Underground hydrogen storage (UHS), also known as Hydrogen Geological Storage, is a promising solution for large-scale green energy storage, in order to balance supply and demand. The idea is to store the Hydrogen in suitable geological formations, such as depleted gas reservoirs, aquifers, and salt caverns, which undergo cyclic loading due to gas injection and extraction. This process induces pore pressure variations, leading to hydrostatic stress fluctuations that affect the mechanical response and long-term integrity of the reservoir rock.

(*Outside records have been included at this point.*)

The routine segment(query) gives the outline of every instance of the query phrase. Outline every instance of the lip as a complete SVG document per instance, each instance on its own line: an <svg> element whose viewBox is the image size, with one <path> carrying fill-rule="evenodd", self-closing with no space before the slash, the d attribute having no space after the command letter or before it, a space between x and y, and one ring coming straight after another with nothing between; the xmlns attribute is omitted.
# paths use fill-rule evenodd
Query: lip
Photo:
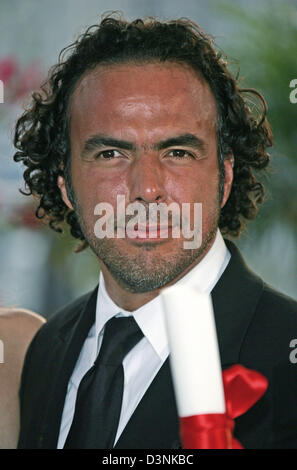
<svg viewBox="0 0 297 470"><path fill-rule="evenodd" d="M128 235L128 238L131 238L132 240L137 240L137 241L154 241L154 240L167 240L172 232L172 226L138 226L135 225L133 231L131 233L136 233L136 237L129 237L129 232L126 233Z"/></svg>

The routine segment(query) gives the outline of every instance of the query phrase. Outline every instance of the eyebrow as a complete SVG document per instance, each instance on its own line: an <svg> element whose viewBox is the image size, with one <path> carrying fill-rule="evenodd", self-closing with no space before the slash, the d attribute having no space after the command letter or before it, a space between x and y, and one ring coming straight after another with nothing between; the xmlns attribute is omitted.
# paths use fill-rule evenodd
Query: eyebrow
<svg viewBox="0 0 297 470"><path fill-rule="evenodd" d="M156 144L149 146L152 150L164 150L169 147L175 146L192 147L205 153L205 145L202 139L194 134L182 134L176 137L169 137L168 139L161 140ZM82 157L87 156L93 150L98 150L102 147L116 147L122 150L136 151L136 146L133 142L126 140L115 139L106 135L93 135L84 144L82 150Z"/></svg>

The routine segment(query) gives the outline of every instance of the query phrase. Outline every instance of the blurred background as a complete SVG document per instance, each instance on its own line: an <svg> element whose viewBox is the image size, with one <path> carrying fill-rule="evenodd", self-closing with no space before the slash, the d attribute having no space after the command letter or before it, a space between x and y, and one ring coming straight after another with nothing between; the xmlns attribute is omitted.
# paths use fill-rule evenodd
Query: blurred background
<svg viewBox="0 0 297 470"><path fill-rule="evenodd" d="M0 79L0 306L21 306L45 317L93 288L98 263L77 242L34 217L13 162L13 127L33 89L57 62L60 50L106 11L127 19L157 16L196 21L230 59L247 87L264 94L274 133L267 201L237 241L249 266L266 282L297 298L297 104L289 99L297 79L297 1L273 0L1 0Z"/></svg>

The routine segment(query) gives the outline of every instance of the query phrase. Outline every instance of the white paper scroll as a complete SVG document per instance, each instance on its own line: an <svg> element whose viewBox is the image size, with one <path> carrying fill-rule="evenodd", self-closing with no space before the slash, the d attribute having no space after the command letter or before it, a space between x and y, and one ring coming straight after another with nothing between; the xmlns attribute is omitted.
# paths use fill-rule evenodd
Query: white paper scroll
<svg viewBox="0 0 297 470"><path fill-rule="evenodd" d="M224 413L225 397L209 294L173 285L161 291L180 417Z"/></svg>

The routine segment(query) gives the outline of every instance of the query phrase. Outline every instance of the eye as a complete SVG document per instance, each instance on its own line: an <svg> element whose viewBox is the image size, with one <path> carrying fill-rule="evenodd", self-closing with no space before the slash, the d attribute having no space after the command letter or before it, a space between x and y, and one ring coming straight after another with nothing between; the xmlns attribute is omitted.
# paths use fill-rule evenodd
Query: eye
<svg viewBox="0 0 297 470"><path fill-rule="evenodd" d="M118 158L121 155L122 154L117 150L102 150L102 152L99 152L95 155L95 158L96 160L112 160L113 158Z"/></svg>
<svg viewBox="0 0 297 470"><path fill-rule="evenodd" d="M184 160L186 158L194 158L194 156L187 150L174 149L168 153L169 157L177 158L179 160Z"/></svg>

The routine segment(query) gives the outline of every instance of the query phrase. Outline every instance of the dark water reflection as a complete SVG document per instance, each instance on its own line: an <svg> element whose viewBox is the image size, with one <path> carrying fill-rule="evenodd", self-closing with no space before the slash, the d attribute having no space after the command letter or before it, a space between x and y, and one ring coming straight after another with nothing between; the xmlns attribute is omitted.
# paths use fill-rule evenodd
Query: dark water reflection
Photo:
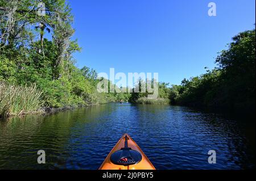
<svg viewBox="0 0 256 181"><path fill-rule="evenodd" d="M252 121L250 121L252 122ZM0 121L0 169L97 169L128 133L158 169L255 168L255 124L186 107L108 104ZM37 163L37 151L46 164ZM209 164L208 152L217 152Z"/></svg>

The presentation focuses on the combined experimental and modeling efforts undertaken to develop and calibrate a constitutive model for the mechanical response of the host rock. To this aim, Berea sandstone has been chosen as a host rock for this study. Cyclic hydrostatic test results indicate that the rock mechanical behavior under moderate hydrostatic loading is typically non-linear, elasto-plastic and time dependent. To enable efficient model calibration, these phenomena must be examined separately, prompting the design of a sequential loading experiment. A mechanical analog model approach was chosen for its ability to capture all these behaviors. Analytical analysis is used to derive characteristic parameters that facilitate experimental calibration, followed by numerical analysis to predict the rock response. The proposed model demonstrates strong predictive capability for rock mechanical response, and this framework can be further extended for advanced research and future engineering applications.